Pinned memory that's not

Cuda 10.2 CC6.1

I allocate a couple of chunks of pinned memory, intending to cudaMemcpyAsync to them:

	    	//host mem	    	
	    	cudaMallocHost((void **) &Iv.t, 53 * sizeof(uint32_t));
	        cudaMallocHost((void **) &Args.can_h, 67000 * sizeof(uint64_t));

When I run the code and check the results in Nsight System, I find the Iv.t memcopy is behaving synchronously and the tooltip for the transfer states:
Begins: 1.57065s
Ends: 1.57065s (+1.248 μs)
DtoH memcpy 212 bytes
Source memory kind: Device
Destination memory kind: Pageable
Throughput: 162.002 MiB/s
Launched from thread: 4200
Latency: ←46.367 μs
Correlation ID: 1654
Stream: Stream 14

The memcopy for Args.can_h behaves as expected:
Begins: 1.57049s
Ends: 1.57065s (+156.326 μs)
DtoH memcpy 523,480 bytes
Source memory kind: Device
Destination memory kind: Pinned
Throughput: 3.11867 GiB/s
Launched from thread: 4200
Latency: ←10.176 μs
Correlation ID: 1650
Stream: Stream 15

Why is Iv.t not being pinned?

Perhaps you re-allocated the pointer somewhere else using an ordinary allocator.

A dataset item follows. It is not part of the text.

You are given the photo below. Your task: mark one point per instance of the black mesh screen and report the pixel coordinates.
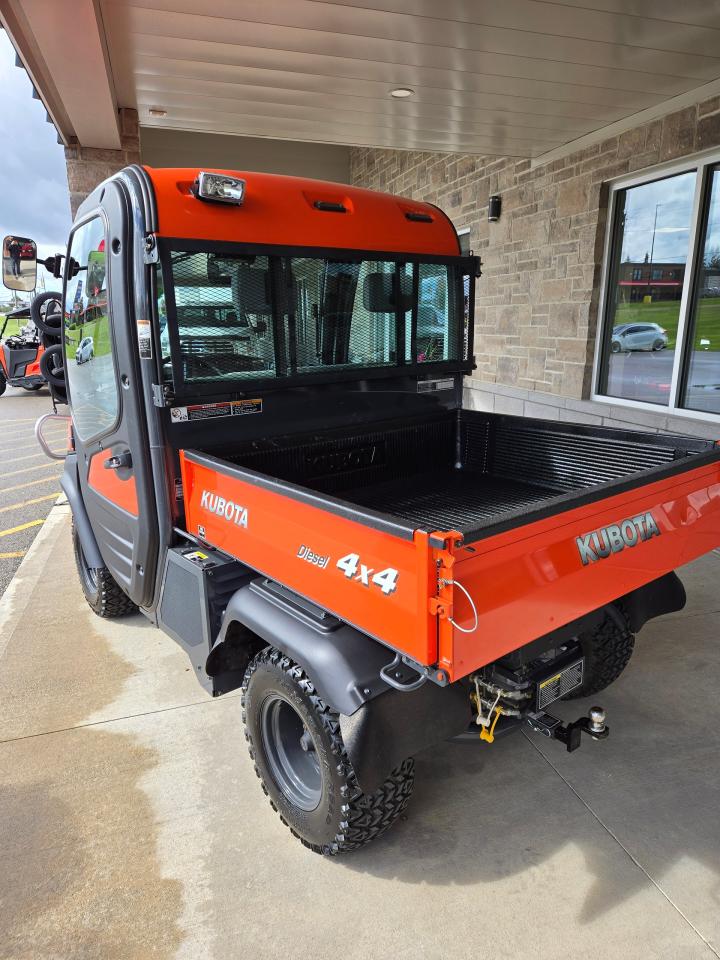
(223, 316)
(239, 317)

Perhaps you passed &Iv.t to cudaMemcpyAsync rather than Iv.t

There may be other possibilities. A short, complete reproducer with full environment details may help to identify the reason.

Thanks Robert and apologies for the noise, I declared an array, (t[53];), inside the host struct…

This topic was automatically closed 14 days after the last reply. New replies are no longer allowed.